Introduction

In their 2012 study, Livingston, Rosette, and Washington found that, contrary to commonly held beliefs and longstanding findings in the literature on women and leadership, there are some circumstances under which certain women may not face the so-called “agency penalty” for acting dominantly – a stereotype incongruent type of behavior. They suggest that the experience of this agency penalty is moderated by race such that while White women (and Black men) experience a penalty for acting dominantly, Black women (and White men) do not. Further, they propose that this effect may be a function of Black women’s unique role in the social hierarchy as individuals with two subordinate identities. That is, the prescriptive and proscriptive norms that Black women face may be different than those faced by White women or Black men, with whom they share certain identities. Black women may face less strong proscriptive norms against dominant behaviors than White women or Black men, and the prescriptive norm for communal behaviors may be less strong for Black women than White women.

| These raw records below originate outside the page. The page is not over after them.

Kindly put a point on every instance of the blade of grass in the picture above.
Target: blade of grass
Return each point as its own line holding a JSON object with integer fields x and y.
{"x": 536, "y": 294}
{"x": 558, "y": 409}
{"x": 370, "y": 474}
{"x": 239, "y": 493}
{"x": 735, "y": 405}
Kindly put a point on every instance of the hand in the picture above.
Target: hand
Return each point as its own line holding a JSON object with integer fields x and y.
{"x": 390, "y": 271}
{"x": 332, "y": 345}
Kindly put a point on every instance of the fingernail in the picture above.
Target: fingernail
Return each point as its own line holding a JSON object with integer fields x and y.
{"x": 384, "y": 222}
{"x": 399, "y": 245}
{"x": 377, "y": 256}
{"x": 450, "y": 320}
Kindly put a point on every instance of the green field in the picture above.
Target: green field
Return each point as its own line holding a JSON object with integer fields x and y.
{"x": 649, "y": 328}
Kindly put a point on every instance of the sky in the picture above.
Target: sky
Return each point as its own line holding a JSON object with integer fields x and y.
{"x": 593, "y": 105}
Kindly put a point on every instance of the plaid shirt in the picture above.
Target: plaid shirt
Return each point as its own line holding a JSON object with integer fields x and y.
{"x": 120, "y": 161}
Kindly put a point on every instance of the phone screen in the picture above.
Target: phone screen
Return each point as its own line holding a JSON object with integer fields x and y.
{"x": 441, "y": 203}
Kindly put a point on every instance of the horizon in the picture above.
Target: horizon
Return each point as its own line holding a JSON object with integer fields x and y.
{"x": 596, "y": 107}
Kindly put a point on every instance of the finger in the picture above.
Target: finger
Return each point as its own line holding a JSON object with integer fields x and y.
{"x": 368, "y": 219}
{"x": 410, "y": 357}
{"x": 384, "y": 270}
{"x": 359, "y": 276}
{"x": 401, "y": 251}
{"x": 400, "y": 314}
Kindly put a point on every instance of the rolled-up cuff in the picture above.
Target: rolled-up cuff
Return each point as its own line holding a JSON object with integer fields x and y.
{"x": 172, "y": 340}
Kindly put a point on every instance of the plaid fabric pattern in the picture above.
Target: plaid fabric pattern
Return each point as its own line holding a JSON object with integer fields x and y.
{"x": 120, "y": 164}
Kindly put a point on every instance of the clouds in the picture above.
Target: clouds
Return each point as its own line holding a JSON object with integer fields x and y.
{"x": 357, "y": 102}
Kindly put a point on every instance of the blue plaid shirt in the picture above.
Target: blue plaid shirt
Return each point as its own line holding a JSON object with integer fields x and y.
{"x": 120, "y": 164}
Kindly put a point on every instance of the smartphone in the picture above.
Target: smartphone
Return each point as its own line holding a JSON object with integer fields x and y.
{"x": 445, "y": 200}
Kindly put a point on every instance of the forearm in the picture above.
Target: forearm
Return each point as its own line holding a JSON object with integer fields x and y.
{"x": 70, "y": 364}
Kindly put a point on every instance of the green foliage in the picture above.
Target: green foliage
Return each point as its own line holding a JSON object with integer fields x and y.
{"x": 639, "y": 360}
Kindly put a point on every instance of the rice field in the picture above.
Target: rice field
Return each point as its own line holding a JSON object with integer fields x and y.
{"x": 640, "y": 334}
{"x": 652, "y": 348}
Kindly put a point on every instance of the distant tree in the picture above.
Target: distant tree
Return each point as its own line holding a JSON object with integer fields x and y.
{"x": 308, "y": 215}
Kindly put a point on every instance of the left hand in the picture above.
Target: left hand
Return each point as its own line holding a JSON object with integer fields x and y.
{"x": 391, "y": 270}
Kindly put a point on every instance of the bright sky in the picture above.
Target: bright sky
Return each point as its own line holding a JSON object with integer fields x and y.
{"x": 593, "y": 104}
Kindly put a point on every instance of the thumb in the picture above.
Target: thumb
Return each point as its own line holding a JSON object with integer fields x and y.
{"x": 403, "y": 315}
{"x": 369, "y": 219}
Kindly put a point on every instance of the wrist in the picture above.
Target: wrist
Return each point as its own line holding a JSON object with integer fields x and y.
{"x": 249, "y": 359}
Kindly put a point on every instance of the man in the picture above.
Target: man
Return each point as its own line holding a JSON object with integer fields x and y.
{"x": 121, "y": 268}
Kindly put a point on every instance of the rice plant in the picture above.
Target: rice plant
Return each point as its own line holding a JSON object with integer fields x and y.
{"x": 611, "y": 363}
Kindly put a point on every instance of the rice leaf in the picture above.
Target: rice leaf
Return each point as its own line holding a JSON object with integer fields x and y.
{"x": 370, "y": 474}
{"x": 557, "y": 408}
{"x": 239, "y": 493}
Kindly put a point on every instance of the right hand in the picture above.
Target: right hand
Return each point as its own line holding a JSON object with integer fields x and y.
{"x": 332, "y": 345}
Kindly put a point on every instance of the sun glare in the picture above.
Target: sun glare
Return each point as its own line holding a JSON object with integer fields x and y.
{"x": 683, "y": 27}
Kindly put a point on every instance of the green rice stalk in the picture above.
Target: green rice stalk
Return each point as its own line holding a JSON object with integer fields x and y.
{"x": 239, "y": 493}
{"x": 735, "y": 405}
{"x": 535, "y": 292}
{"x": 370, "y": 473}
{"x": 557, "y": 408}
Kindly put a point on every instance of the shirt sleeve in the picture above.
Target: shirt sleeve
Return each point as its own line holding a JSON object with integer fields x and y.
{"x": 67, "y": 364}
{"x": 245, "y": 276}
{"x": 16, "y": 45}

Using a simple experimental design, Livingston et al recruited 84 participants for an online experiment. Their main finding was a significant three-way interaction between target race (White vs. Black), target gender (male vs. female), and target behavior (dominant vs. communal) on leader status evaluations, F(1, 76) = 11.53, p < .001, \(\eta^2\) = .13. Within the female targets, they found a significant two-way interaction, F(1, 35) = 4.77, p < .04, \(\eta^2\) = .12, such that while White women were punished (rated less favorably) for engaging in dominant behaviors, Black women were not. They also found a significant two-way interaction amongst the male targets, F(1, 41) = 7.16, p < .02, \(\eta^2\) = .15, such that while Black men were punished (rated less favorably) for engaging in dominant behaviors, White men were not. Further, Livingston et al found that there was a significant three-way interaction in how participants tended to make attributions about target behaviors, F(1, 75) = 7.87, p < .006, \(\eta^2\) = .10. Again, there was a significant two-way interaction amongst female targets, F(1, 34) = 2.95, p < .10, \(\eta^2\) = .08, such that for White women, dominance was more attributed to the person than the situation when compared to communal behaviors, but this difference was not significant for Black women. For men, they found that there was a significant effect of race on attributions, t(20) = 2.24, p < .04, such that participants tended to attribute dominant behaviors more to the person rather than the situation for Black targets than for White targets. Finally, they found that within Black targets, there was a marginally significant effect of gender, t(18) = 1.86, p < .08, such that participants tended to attribute dominant behaviors more to the person rather than the situation for Black men than for Black women.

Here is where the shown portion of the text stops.